Unnamed: 0,antecedents,consequents,antecedent support,consequent support,support,confidence,lift,leverage,conviction
0,(tropical fruit),(bottled water),0.208333,0.083333,0.083333,0.4,4.8,0.065972,1.527778
1,(bottled water),(tropical fruit),0.083333,0.208333,0.083333,1.0,4.8,0.065972,inf
2,(butter),(whole milk),0.125,0.25,0.083333,0.666667,2.666667,0.052083,2.25
3,(whole milk),(butter),0.25,0.125,0.083333,0.333333,2.666667,0.052083,1.3125
4,(yogurt),(butter),0.166667,0.125,0.083333,0.5,4.0,0.0625,1.75
5,(butter),(yogurt),0.125,0.166667,0.083333,0.666667,4.0,0.0625,2.5
6,(tropical fruit),(yogurt),0.208333,0.166667,0.083333,0.4,2.4,0.048611,1.388889
7,(yogurt),(tropical fruit),0.166667,0.208333,0.083333,0.5,2.4,0.048611,1.583333
8,(yogurt),(whole milk),0.166667,0.25,0.083333,0.5,2.0,0.041667,1.5
9,(whole milk),(yogurt),0.25,0.166667,0.083333,0.333333,2.0,0.041667,1.25


The output above shows the values of various supporting components.

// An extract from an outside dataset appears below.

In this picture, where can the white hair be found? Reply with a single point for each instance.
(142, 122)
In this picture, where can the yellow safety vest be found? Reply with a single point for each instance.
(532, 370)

To get more insights from the data, we sort the data by the confidence value.

In [15]:
#Sorting values based on confidence
rules.sort_values("confidence",ascending=True)

Unnamed: 0,antecedents,consequents,antecedent support,consequent support,support,confidence,lift,leverage,conviction
3,(whole milk),(butter),0.25,0.125,0.083333,0.333333,2.666667,0.052083,1.3125
9,(whole milk),(yogurt),0.25,0.166667,0.083333,0.333333,2.0,0.041667,1.25
15,(whole milk),"(yogurt, butter)",0.25,0.083333,0.083333,0.333333,4.0,0.0625,1.375
0,(tropical fruit),(bottled water),0.208333,0.083333,0.083333,0.4,4.8,0.065972,1.527778
6,(tropical fruit),(yogurt),0.208333,0.166667,0.083333,0.4,2.4,0.048611,1.388889
4,(yogurt),(butter),0.166667,0.125,0.083333,0.5,4.0,0.0625,1.75
7,(yogurt),(tropical fruit),0.166667,0.208333,0.083333,0.5,2.4,0.048611,1.583333
8,(yogurt),(whole milk),0.166667,0.25,0.083333,0.5,2.0,0.041667,1.5
14,(yogurt),"(whole milk, butter)",0.166667,0.083333,0.083333,0.5,6.0,0.069444,1.833333
2,(butter),(whole milk),0.125,0.25,0.083333,0.666667,2.666667,0.052083,2.25


The above table shows the relationship between different items and the likelihood of a customer buying those items together. For example, according to the table, the customers who purchased whole milk are expected to buy butter with a likelihood of 33% (confidence).